CRISPR-Cas9 gene-editing tool used in first human trial
The powerful gene-editing CRISPR-Cas9 technique is a promising tool in the fight against conditions like retinal degradation, muscular dystrophy and HIV, but so far trials have been restricted to cultured cells and laboratory mice. Now the tool is being used in human trials for the first time, with a team of Chinese scientists injecting CRISPR-edited cells into a patient suffering from lung cancer.
CRISPR works like a pair of genetic scissors, allowing scientists to cut very specific sections of DNA out of an organism, such as inherited genes that may lead to disease, and replace them with something more beneficial. Along with its potential to fight cancer and other illnesses in humans, the technique can be used in other living organisms for a variety of purposes, like pest control or improving the yield, hardiness and nutritional value of crops.
The current study, led by oncologist Lu You at Sichuan University, is using the technique to modify immune cells of patients with metastatic non-small-cell lung cancer, in the hope that it might boost the body's defenses. In basic terms, the immune system uses a type of white blood cell called a T cell to detect and kill abnormal cells that may turn cancerous. T cells have a built-in mechanism called Programmed cell death protein 1 (PD-1) that shuts them down when they're done, and one of cancer's crafty little tricks is to trigger that process early, weakening the body's immune response and allowing the tumor to grow.
To combat this, the Sichuan study is collecting samples of a patient's immune cells and using CRISPR-Cas9 to remove the gene in which PD-1 is encoded. These engineered PD-1 Knockout T cells, as the team calls them, are then cultured in the lab to grow their numbers before being injected back into the patients. Without the PD-1 protein for the cancer to turn against the immune system, the team hopes that the engineered T cells will be able to keep up the fight and kill the tumor.
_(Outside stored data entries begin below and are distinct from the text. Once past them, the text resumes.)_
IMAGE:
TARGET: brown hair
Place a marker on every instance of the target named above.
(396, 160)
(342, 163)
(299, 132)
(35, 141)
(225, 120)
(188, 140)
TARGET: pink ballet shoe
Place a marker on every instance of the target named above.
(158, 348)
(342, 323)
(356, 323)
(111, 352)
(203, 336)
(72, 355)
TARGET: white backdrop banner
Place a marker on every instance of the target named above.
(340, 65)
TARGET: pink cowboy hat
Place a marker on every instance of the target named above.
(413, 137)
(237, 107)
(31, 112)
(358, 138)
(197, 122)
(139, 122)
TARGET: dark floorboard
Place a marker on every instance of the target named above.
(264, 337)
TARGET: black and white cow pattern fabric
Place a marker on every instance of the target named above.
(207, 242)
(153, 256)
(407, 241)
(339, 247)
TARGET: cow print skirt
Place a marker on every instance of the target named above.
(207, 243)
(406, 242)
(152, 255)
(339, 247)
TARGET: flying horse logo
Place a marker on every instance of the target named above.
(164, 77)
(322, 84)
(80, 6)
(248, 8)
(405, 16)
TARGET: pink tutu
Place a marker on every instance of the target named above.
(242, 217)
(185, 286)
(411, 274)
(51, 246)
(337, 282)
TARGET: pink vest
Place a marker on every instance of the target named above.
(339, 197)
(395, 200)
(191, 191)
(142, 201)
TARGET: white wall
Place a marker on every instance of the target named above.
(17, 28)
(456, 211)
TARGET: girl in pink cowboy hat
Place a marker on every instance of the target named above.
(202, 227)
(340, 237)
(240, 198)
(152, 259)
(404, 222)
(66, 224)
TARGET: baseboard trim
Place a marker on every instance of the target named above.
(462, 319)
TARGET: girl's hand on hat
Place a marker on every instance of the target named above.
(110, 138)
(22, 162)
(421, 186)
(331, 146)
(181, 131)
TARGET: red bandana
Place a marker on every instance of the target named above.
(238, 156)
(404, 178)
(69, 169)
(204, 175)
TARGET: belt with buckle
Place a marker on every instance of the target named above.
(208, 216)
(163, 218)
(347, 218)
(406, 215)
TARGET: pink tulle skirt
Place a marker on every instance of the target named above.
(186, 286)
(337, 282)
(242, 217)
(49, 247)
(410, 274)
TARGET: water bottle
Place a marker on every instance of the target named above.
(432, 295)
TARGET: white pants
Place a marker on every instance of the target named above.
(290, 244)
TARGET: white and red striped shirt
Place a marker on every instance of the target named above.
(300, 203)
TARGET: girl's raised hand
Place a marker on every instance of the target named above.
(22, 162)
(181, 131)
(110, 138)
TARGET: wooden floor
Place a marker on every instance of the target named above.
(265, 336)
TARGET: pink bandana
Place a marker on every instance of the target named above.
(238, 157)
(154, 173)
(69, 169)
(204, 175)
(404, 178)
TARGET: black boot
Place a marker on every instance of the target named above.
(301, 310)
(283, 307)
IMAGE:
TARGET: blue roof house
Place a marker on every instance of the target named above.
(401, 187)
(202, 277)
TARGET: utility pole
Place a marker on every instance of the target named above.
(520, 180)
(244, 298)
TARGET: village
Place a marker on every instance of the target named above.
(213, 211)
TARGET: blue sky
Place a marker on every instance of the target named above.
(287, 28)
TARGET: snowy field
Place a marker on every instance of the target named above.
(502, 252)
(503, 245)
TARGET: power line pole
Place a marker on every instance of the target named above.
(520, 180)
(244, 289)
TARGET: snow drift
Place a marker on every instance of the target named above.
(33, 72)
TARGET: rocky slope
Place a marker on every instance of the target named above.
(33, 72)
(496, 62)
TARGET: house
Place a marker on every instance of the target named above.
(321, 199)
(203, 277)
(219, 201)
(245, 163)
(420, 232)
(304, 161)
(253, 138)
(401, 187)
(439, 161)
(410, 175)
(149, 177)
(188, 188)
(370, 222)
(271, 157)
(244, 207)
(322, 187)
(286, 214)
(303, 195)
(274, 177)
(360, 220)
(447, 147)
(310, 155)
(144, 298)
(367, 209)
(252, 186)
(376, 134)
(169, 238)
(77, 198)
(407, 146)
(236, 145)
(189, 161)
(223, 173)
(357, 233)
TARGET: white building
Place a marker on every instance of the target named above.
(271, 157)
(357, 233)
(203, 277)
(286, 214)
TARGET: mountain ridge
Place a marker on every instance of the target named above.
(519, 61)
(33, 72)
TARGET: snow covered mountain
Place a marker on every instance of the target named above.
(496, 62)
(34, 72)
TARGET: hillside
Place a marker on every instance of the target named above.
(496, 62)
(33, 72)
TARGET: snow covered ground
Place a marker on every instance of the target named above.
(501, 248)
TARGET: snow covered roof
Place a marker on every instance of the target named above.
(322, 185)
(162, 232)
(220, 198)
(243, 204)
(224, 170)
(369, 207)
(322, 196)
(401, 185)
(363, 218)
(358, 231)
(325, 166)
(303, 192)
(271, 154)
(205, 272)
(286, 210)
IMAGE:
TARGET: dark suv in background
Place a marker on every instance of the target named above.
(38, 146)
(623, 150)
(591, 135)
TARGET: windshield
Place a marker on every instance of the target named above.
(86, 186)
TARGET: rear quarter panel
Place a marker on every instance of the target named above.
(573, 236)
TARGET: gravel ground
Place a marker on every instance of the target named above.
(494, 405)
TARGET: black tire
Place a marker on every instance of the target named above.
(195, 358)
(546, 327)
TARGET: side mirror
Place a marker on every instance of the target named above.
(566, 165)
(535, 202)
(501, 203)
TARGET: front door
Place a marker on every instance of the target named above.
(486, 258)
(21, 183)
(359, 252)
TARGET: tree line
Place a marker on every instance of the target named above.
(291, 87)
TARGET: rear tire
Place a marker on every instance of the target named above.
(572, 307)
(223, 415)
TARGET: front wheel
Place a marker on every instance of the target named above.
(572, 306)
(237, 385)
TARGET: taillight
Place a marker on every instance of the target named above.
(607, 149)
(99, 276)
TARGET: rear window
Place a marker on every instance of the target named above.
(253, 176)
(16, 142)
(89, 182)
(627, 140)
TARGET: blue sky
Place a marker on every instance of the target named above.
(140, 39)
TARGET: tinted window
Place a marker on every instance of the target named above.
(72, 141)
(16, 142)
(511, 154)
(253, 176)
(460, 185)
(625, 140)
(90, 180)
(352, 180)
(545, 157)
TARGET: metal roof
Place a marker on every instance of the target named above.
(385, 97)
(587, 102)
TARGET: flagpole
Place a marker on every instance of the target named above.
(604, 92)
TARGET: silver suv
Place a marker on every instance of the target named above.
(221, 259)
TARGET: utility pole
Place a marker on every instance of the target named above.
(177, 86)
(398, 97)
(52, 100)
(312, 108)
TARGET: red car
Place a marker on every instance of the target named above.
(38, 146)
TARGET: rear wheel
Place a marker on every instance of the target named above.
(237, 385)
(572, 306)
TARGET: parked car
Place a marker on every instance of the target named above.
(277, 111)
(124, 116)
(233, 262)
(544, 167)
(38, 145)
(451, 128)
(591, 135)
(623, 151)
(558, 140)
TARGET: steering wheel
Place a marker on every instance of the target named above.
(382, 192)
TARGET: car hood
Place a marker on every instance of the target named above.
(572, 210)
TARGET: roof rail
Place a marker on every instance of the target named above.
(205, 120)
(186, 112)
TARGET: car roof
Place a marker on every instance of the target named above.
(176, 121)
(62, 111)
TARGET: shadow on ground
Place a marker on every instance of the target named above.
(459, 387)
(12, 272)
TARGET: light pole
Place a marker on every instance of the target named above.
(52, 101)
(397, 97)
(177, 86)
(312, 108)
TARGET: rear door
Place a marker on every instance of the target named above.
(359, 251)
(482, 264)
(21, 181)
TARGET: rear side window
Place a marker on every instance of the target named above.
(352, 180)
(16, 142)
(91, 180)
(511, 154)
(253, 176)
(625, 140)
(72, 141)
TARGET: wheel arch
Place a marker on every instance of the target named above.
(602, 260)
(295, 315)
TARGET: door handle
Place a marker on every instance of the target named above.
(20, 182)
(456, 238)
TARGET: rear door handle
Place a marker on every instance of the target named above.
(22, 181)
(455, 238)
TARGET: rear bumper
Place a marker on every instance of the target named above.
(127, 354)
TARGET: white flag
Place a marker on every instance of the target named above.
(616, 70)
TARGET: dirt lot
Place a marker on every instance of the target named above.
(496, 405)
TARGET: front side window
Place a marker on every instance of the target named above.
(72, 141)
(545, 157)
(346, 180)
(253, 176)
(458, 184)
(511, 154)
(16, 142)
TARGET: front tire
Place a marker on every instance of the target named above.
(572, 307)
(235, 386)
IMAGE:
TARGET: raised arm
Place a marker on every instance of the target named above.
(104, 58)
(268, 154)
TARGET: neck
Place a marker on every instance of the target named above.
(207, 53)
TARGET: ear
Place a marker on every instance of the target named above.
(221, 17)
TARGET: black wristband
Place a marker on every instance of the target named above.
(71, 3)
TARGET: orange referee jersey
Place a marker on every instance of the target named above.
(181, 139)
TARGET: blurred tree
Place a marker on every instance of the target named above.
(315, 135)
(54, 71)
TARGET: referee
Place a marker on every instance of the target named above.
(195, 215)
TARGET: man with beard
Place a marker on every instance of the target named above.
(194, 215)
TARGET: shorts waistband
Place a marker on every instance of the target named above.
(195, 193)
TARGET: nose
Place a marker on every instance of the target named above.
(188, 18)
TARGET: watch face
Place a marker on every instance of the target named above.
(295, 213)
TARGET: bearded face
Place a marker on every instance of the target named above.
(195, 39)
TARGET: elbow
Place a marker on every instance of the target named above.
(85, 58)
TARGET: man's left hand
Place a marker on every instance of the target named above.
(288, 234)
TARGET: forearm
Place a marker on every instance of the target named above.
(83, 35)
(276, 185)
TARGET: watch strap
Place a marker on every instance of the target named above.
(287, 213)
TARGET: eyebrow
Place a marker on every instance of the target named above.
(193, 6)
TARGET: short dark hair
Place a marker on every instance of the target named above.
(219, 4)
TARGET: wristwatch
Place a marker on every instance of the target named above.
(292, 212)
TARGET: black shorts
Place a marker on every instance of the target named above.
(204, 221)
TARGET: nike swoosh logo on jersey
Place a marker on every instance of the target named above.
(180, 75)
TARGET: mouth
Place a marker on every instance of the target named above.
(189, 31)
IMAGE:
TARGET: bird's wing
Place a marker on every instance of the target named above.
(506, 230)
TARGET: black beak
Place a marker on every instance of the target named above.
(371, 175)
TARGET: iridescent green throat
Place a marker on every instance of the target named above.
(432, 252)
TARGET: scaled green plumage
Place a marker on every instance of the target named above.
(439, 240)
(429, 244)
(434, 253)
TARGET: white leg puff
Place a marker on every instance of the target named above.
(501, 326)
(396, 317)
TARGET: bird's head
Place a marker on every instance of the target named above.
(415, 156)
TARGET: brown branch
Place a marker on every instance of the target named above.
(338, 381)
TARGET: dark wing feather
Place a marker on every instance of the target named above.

The trial was greenlit in July after receiving ethical approval from a hospital review board, and after collecting and cultivating the T cells, the first patient was injected with edited cells on October 28. While the researchers haven't given details regarding the patient's progress, the treatment apparently went well, and a second injection is planned. The aim of the trial is mostly to determine the safety of the procedure, and to that end, 10 patients will be treated with either two, three or four injections.
The study is expected to conclude in April 2018. Several other human trials using CRISPR-Cas9 are currently in the pipeline, including a University of Pennsylvania study expected to start early next year, and a series of others at Peking University in Beijing.